The lands are in a unique area. The Janet ASP focuses on industrial and commercial developments, however this quarter section is predominantly residential and is zoned as transitional in the ASP. The ASP requires a concept scheme for the entire transition area before development is approved within that area. The concept scheme is to provide supporting land use rationale, identify existing constraints and opportunities, and plan the management of future development in the area.
At the start of their presentation, the applicant’s consultant distributed a revised version of the concept scheme, noting that due to some challenges they had not been able to submit it earlier. He then spoke to the revised concept scheme at the public hearing. Administration made it clear that they had not had any time to review the revised application and, hence, could not provide advice on whether it addressed the shortcomings in the earlier application.
There was some debate amongst Council as to why a conceptual scheme was required for this application. Local Councillor Gautreau and Deputy Reeve Schule suggested that the applicant should not have to do a concept scheme because there appeared to be little community buy-in about what should happen on the quarter section. However, CAO Hoggan reminded Council again that since Administration had not reviewed the revised document, it was impossible to assess the application. Gautreau tabled the motion. His motion passed 5-2 with all but Schule and Councillor McKylor in support. Councillors Kamachi and Kissel were absent.
RESOLUTION FOR MUNICIPAL AFFAIRS TO CREATE A PROCESS FOR COUNCIL DISPUTES
On Administration’s recommendation, Council unanimously approved asking the Rural Municipalities of Alberta to support a resolution asking Municipal Affairs to create a dispute resolution process for councillor sanction and disqualification disputes that could be used as an alternative to legal actions. Administration described the current process as “costly, time-consuming and combative”.
The Code of Conduct for Councillors was mandated by the Province in 2017. The provincial requirements for these codes of conduct include the ability for councils to impose sanctions on councillors. However, the province did not provide any review mechanism. As a result, if the majority on a council refuses to use mediation services, legal action is the only way to resolve these issues.
I have said previously that Municipal Affairs needs to provide a review mechanism, like an integrity commissioner, to oversee Councils’ applications of the Code of Conduct. This resolution seeks such a mechanism.
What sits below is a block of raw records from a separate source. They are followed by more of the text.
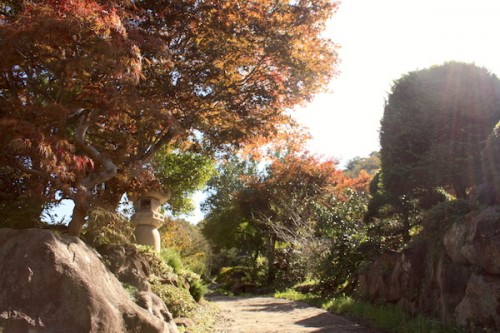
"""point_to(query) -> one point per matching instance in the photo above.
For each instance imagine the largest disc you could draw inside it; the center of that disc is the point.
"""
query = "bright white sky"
(380, 41)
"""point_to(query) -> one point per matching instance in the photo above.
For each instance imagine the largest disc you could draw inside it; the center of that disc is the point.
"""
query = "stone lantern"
(147, 218)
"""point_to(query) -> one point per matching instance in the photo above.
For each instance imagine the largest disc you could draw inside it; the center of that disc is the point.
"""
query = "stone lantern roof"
(147, 208)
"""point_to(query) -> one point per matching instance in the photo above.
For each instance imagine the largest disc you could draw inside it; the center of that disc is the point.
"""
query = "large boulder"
(480, 307)
(482, 243)
(57, 284)
(377, 277)
(454, 240)
(127, 264)
(452, 280)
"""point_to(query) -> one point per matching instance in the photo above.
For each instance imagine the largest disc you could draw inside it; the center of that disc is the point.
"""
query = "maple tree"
(90, 90)
(290, 207)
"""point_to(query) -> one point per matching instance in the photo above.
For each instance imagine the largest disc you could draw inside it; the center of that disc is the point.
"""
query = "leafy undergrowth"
(388, 318)
(204, 318)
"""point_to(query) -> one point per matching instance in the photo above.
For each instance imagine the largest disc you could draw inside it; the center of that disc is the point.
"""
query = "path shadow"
(327, 322)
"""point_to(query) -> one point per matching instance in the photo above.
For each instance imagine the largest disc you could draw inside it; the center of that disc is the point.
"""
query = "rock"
(482, 244)
(452, 280)
(378, 275)
(55, 284)
(454, 241)
(126, 263)
(483, 194)
(187, 323)
(480, 307)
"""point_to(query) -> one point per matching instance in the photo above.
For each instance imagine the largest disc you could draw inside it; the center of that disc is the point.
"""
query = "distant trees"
(302, 213)
(91, 90)
(370, 164)
(436, 141)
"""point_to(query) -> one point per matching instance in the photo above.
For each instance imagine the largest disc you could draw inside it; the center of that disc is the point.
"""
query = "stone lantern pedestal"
(147, 218)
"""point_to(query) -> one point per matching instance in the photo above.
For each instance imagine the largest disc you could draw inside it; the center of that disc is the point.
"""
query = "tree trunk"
(271, 271)
(406, 227)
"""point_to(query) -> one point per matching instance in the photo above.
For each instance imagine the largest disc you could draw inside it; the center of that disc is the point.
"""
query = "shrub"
(158, 267)
(172, 258)
(197, 290)
(107, 227)
(196, 287)
(179, 301)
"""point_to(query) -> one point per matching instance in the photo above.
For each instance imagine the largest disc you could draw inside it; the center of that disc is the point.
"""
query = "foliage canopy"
(90, 90)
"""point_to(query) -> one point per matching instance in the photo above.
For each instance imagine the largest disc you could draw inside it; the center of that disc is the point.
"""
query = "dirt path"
(270, 315)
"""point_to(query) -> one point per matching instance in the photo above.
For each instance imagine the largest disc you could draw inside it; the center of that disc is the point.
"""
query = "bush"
(179, 301)
(158, 267)
(107, 227)
(197, 290)
(172, 258)
(196, 287)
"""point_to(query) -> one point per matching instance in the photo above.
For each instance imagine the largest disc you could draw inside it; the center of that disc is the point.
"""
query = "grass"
(388, 318)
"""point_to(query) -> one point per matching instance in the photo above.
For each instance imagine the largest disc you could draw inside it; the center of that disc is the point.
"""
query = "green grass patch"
(386, 317)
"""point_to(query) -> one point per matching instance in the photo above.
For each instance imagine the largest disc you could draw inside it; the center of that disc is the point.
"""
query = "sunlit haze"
(381, 40)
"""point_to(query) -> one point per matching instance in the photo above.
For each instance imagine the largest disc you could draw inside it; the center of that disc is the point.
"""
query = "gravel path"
(271, 315)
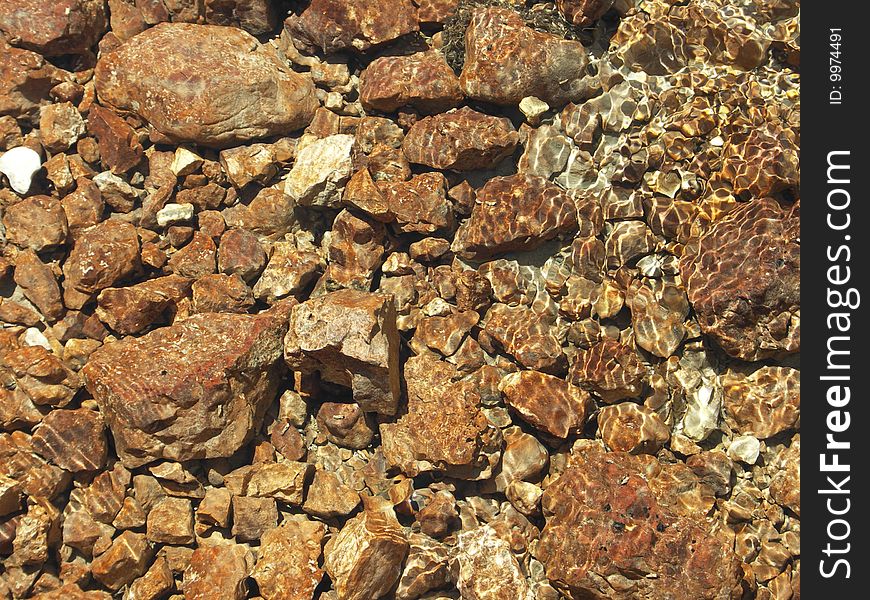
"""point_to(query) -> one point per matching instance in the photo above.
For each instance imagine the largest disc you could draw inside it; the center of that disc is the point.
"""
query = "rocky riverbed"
(401, 299)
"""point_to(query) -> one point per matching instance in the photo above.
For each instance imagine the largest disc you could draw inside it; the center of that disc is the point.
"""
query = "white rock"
(174, 213)
(322, 167)
(744, 448)
(20, 165)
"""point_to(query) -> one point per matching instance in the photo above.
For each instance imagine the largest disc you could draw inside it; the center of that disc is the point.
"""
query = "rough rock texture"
(742, 278)
(239, 91)
(196, 389)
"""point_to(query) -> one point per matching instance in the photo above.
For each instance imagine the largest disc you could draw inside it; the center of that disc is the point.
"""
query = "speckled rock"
(217, 107)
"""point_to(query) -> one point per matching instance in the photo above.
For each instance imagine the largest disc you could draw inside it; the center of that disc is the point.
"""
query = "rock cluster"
(412, 300)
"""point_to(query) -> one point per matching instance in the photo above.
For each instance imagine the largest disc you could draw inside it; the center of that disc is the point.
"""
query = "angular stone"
(610, 370)
(320, 170)
(287, 561)
(54, 28)
(218, 571)
(742, 278)
(764, 403)
(126, 559)
(633, 428)
(239, 89)
(364, 560)
(517, 212)
(350, 337)
(336, 25)
(72, 439)
(461, 139)
(161, 392)
(549, 403)
(443, 429)
(422, 80)
(505, 61)
(38, 223)
(485, 569)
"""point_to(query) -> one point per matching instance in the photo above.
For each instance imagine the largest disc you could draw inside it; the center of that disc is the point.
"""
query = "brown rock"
(72, 439)
(287, 561)
(443, 429)
(54, 28)
(252, 517)
(335, 25)
(505, 61)
(241, 90)
(610, 370)
(546, 402)
(158, 392)
(517, 212)
(763, 404)
(218, 572)
(461, 139)
(742, 275)
(126, 559)
(626, 505)
(350, 337)
(364, 560)
(422, 80)
(38, 223)
(39, 285)
(120, 149)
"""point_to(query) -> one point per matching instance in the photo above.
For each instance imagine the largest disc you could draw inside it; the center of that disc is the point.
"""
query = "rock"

The resolution would still allow for court challenges should either party not agree with the decision rendered by Municipal Affairs.
In a motion arising, Councillor Hanson noted that Municipal Affairs already provides mediation services for councils through the Collaborative Governance Initiative. Given this, and the resolution’s identification of legal action as combative and not always in the best financial interest of municipalities, he asked that Council seek mediation services from Municipal Affairs; that the 30% reduction in pay imposed on Councillors Hanson, Kissel and me during the sanctions be reinstated; and, that the County cease all legal actions against the three of us.
In response to Hanson’s motion, Deputy Reeve Schule called a point of order. After some confusion, Reeve Boehlke called a recess to discuss the motion with the CAO. On his return, Boehlke stated that the Procedure Bylaw requires that a motion arising must be directly related to the previous discussion/motion. He ruled that Hanson’s motion was not related to the RMA resolution and the motion was removed without vote or debate.